October 15, 2020
Nobel Nabobs Named; Swedes Suffer Rep Wreckage
by Mike Lindgren
It has been a tough couple of years for a number of cultural institutions, many of which are struggling, like brontosauri in a tar pit, to adopt to the new realities of social justice in the age of #MeToo and #BLM. Perhaps none has been hit harder than the august Swedish Academy, which has been roiled by controversy in recent years and is struggling to maintain its credibility.

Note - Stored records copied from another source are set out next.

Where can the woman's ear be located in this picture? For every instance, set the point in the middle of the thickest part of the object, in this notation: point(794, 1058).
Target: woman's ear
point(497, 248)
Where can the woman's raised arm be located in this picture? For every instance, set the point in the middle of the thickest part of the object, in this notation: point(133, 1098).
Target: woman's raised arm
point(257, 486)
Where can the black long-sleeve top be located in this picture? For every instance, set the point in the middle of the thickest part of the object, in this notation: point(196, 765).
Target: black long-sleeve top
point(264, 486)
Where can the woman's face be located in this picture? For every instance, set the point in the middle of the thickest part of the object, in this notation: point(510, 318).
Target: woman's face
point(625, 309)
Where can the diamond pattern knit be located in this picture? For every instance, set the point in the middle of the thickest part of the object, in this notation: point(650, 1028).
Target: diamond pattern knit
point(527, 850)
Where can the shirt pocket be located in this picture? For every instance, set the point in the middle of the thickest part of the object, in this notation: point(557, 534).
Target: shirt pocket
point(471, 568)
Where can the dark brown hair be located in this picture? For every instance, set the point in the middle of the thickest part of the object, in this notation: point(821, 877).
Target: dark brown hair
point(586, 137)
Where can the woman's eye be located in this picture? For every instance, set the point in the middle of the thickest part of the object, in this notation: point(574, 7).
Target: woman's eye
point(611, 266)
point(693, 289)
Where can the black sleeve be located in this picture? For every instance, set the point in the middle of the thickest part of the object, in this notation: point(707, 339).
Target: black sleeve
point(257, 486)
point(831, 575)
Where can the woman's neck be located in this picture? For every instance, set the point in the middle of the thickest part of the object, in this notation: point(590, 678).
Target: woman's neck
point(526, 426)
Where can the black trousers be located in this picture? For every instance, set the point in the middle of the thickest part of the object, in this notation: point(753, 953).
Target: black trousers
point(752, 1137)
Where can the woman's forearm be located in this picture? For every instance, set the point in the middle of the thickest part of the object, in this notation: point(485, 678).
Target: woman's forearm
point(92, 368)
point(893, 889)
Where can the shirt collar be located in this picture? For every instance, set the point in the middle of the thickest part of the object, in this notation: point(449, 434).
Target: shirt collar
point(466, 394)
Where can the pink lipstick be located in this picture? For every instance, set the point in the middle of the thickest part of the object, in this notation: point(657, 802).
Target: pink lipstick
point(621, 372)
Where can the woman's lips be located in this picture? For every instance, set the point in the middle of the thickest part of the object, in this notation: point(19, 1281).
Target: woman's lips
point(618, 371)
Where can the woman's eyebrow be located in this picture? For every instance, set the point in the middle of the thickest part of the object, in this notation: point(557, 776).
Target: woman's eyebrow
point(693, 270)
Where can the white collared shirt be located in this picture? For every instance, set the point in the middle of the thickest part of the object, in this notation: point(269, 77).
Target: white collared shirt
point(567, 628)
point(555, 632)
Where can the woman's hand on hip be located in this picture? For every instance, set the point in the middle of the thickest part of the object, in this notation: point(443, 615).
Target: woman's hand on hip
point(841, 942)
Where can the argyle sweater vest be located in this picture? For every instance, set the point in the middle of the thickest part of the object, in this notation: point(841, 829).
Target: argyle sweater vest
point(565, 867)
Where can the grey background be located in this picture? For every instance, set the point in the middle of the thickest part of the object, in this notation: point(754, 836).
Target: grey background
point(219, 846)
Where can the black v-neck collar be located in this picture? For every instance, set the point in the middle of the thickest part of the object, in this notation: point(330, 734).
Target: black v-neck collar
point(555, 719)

The most recent blow to the Academy’s reputation was the naming of Austrian writer Peter Handke as winner of the 2019 prize in literature—Handke was criticized for his prior support for Serbian war criminal Slobodan Milosevic. As if to compensate, the Academy this year gave the prize to American poet Louise Glück, a masterful craftsperson with a highly distinctive and accomplished voice, but whose poetry is almost relentlessly private and interior in its lyric concerns. Talk about the sovereigns of the soul!
As every man in Sweden will concede, the Academy has some catching up to do. Further changes in the Academy’s charter have been “driven by its patron, the king of Sweden.” (It seems to us very 2020 that a demand for institutional reform should come from an honest-to-God king.)
But help is on the way! According to Reuters, the Academy last week “named author and journalist Ingrid Carlberg and writer, critic and translator Steve Sem-Sandberg as new members,” a move presumably intended to bring a more contemporary perspective to the Academy’s deliberations. It will be interesting to see if the Academy is able to adjust itself to a more contemporary cultural landscape.
No more phrases, Swenson!
Michael Lindgren is the Managing Editor at Melville House.